In 1881, the Canadian astronomer and mathematician Simon Newcomb discovered a peculiarity which at first seemed trivial. For some of his calculations, he used logarithm tables, i.e. tables that could be used to calculate the logarithm of countless decimal numbers. He noticed that the first pages – for numbers where the first digit was a one – were more worn-out than the later ones. Logically, he concluded that they must have been used more often. From this observation, he deduced the hypothesis that numbers beginning with a one had to occur more frequently than others. He then published his formulated discovery in the American Journal of Mathematics. But although his astute observation would later on prove groundbreaking, it was unfortunately ignored and forgotten.
The rediscovery by Frank Benford
Luckily, 57 years later, in 1938, the physicist Frank Benford made the same discovery. He also published it – only this time the hypothesis did not simply slip through the cracks, but was even named after him.
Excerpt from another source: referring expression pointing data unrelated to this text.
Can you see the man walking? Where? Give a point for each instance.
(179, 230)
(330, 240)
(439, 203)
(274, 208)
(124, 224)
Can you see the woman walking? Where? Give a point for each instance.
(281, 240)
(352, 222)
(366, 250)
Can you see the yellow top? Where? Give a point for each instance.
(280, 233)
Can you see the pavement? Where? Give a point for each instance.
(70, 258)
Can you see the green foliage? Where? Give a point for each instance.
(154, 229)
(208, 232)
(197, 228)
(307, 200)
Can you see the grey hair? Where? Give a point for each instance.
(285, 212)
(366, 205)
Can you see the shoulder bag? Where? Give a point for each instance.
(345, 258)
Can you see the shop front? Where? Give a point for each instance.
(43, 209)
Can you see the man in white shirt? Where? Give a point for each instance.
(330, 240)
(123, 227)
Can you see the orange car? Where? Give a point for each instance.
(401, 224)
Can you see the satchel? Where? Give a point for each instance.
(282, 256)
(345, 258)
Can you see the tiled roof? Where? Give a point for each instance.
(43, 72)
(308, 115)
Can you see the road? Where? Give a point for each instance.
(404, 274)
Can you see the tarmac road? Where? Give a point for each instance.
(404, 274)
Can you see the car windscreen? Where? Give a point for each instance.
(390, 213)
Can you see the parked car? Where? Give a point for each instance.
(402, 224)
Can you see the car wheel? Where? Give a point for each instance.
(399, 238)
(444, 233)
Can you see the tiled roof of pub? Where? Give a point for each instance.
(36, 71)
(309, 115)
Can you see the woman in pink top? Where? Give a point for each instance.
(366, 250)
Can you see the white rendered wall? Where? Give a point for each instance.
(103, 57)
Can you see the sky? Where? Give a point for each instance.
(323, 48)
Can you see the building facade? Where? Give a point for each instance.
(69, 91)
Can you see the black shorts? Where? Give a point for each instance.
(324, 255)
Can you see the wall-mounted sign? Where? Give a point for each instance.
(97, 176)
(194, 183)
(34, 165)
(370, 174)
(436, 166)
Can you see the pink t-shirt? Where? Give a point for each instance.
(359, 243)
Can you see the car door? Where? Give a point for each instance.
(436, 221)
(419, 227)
Even then, however, it would not have been considered terribly well-known, as most statisticians at the time would never hear of Benford’s law. This only changed after US mathematician Theodore Hill discovered how to apply the law now known as Newcomb-Benford’s Law (NBL) to practical problems.
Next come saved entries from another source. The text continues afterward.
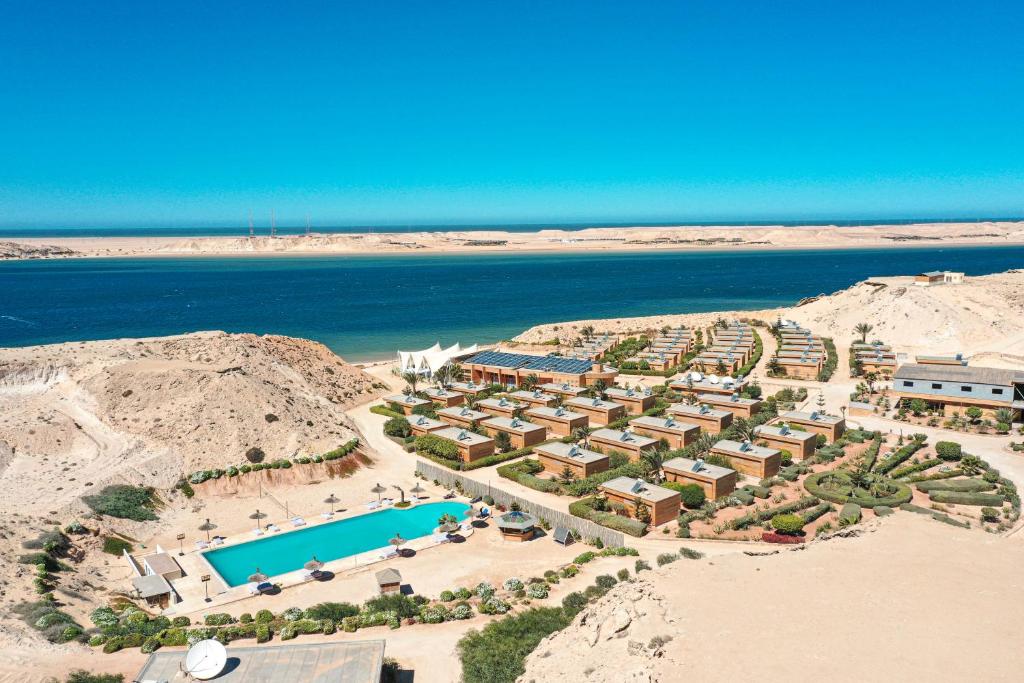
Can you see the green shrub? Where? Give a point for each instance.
(123, 502)
(787, 523)
(115, 546)
(497, 653)
(967, 498)
(948, 451)
(850, 514)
The meaning of Benford’s Law
Benford’s law states how high the probability for the occurrence of a certain digit at a certain position in a number is. For the first digit, for example, the following frequencies apply: One (30.1%), two (17.6%), three (12.5%), four (9.7%), five (7.9%), six (6.7%), seven (5.8%), eight (5.1%) and nine (4.6%).
Naturally, the law is much easier to verify for large data sets than for small ones. In addition, it cannot, of course, be proven in just any data set. But numerical material that is subject to natural growth processes does indeed usually show the so-called Benford distribution.
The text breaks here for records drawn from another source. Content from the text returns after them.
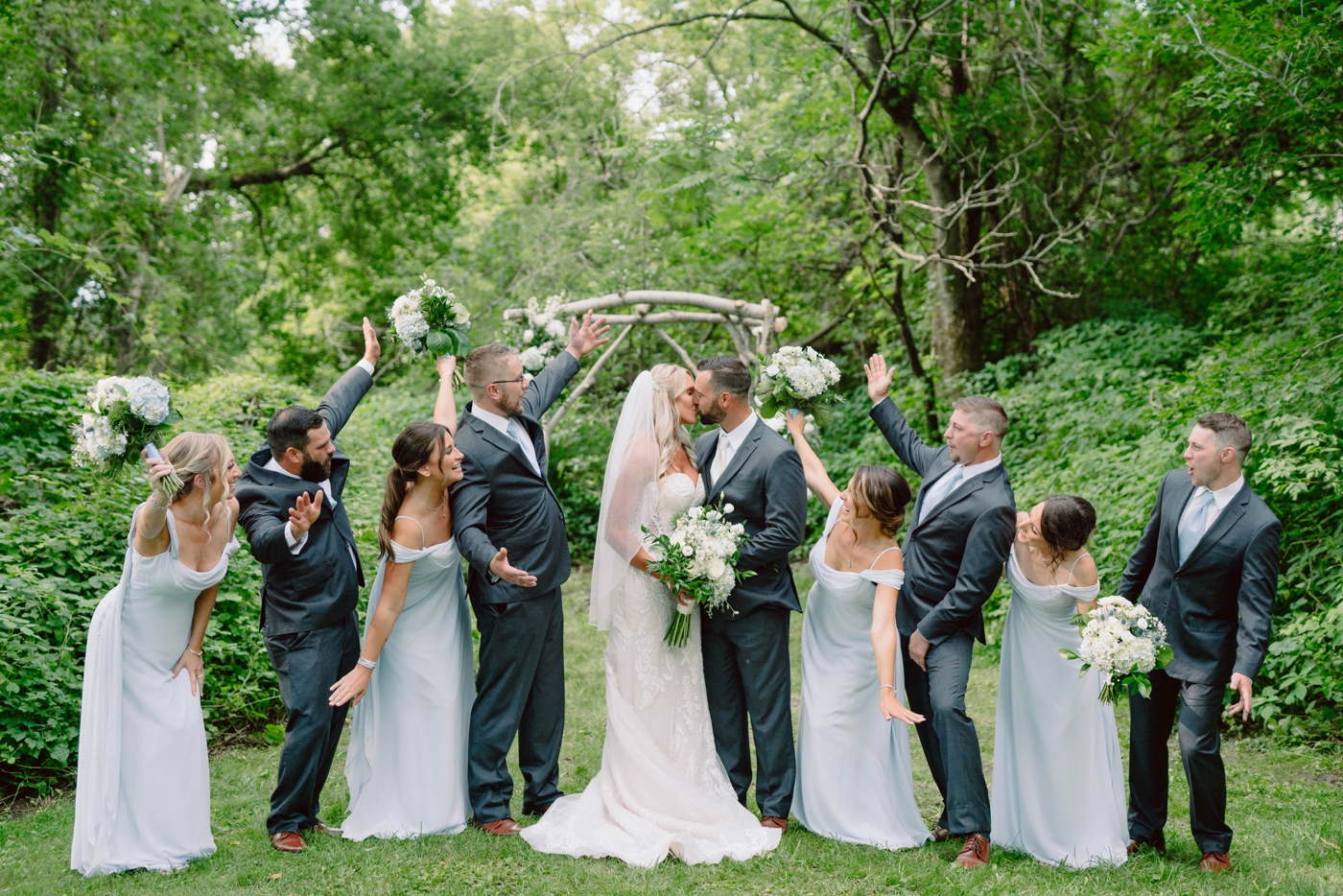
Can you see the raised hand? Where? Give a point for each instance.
(879, 378)
(588, 335)
(304, 513)
(504, 570)
(372, 348)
Since Benford’s law specifies a frequency distribution of individual digits in the numbers of a large data set, it also makes it possible to determine whether numbers may have been manipulated. For example, the accounting fraud at US energy company Enron was discovered using Benford’s law. The company falsified its balance sheets several times and was finally exposed in 2001. Due to this success, Benford’s law today serves tax investigators and auditors as an important basis for the algorithmic verification of economic data.